The day spreads out before us, perfect with its cloud-scattered sky and warm breeze that carries the scent of summer grass.

We spend it together.

Our picnic spot is a field dotted with wildflowers, the grass soft beneath the blanket he’s brought.

We feast on tiny, precisely cut sandwiches and chunks of fresh watermelon that burst with sweetness.

I find myself studying him, wanting to memorize every detail.

The way the breeze ruffles his dark hair, how his shoulders finally relax as we settle into conversation.

“Favorite food?” he asks, popping a grape into his mouth.

I laugh, the sound carrying across the field. “Do you really need to ask that question?”
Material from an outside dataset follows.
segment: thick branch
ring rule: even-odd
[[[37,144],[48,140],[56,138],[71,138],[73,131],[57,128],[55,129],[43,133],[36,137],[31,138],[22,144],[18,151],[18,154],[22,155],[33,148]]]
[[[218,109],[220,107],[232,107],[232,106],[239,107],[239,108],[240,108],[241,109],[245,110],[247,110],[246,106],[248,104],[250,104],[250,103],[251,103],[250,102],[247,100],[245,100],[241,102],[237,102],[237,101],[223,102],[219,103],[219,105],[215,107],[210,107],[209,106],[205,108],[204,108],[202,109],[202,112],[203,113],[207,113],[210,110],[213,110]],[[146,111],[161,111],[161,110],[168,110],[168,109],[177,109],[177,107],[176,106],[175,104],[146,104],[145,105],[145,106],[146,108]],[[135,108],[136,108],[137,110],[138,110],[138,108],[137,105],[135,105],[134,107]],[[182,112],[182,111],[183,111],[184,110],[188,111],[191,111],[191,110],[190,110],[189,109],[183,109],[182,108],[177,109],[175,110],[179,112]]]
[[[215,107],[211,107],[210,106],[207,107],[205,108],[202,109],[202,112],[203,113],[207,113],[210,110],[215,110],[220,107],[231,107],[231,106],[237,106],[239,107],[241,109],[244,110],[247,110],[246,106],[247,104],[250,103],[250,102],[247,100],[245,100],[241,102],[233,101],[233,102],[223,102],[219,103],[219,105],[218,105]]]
“Right. Grilled cheese.” He leans back on his elbows, his shirt pulling tight across his chest. “Most wouldn’t pick grilled cheese.”

“Memories.” I pick at a blade of grass. “My mom often made it for me when I had a bad day. She understood the difficulties of being creative. And you?”

“Sweet potato fries. Homemade. With just the right amount of olive oil and spices, baked to tender perfection.”

“Ooh, yummy.”

He smiles, and the expression transforms his entire face.

The usual sharp angles soften, and tiny crinkles appear at the corners of his eyes.

It’s different from his public smile, the one he uses at gallery events and board meetings.

This one reaches his eyes, makes them sparkle with genuine warmth.

I realize he doesn’t often smile around most people.

I like to think that smile is reserved just for me.

But secretly, I’m pretty sure it’s one of his rules.

“I’ll make them for you someday,” he promises. “Perfect with grilled steak.”

“Scariest insect?” I ask, changing topics with playful randomness.

“Definitely spiders.” He shudders slightly, and I hide my smile at this crack in his usual composure. “The way they hover in the corners of your homes and you never know when they’ll appear or are sitting there watching you.”

“Hmm. Interesting. Not sure I want to psychoanalyze that one.”

“Please, don’t.” His lips quirk into a smirk. “You’d get lost down a rabbit hole.”

“The housefly,” I say, wrinkling my nose. “I mean the big, fat loud ones that seem to follow you around the house until the point where you think they have something out for you. And they’re just about impossible to kill.” I add, “That’s what the spiders are for.”

“I’ll give you that.” He lays down, patting the space beside him in invitation.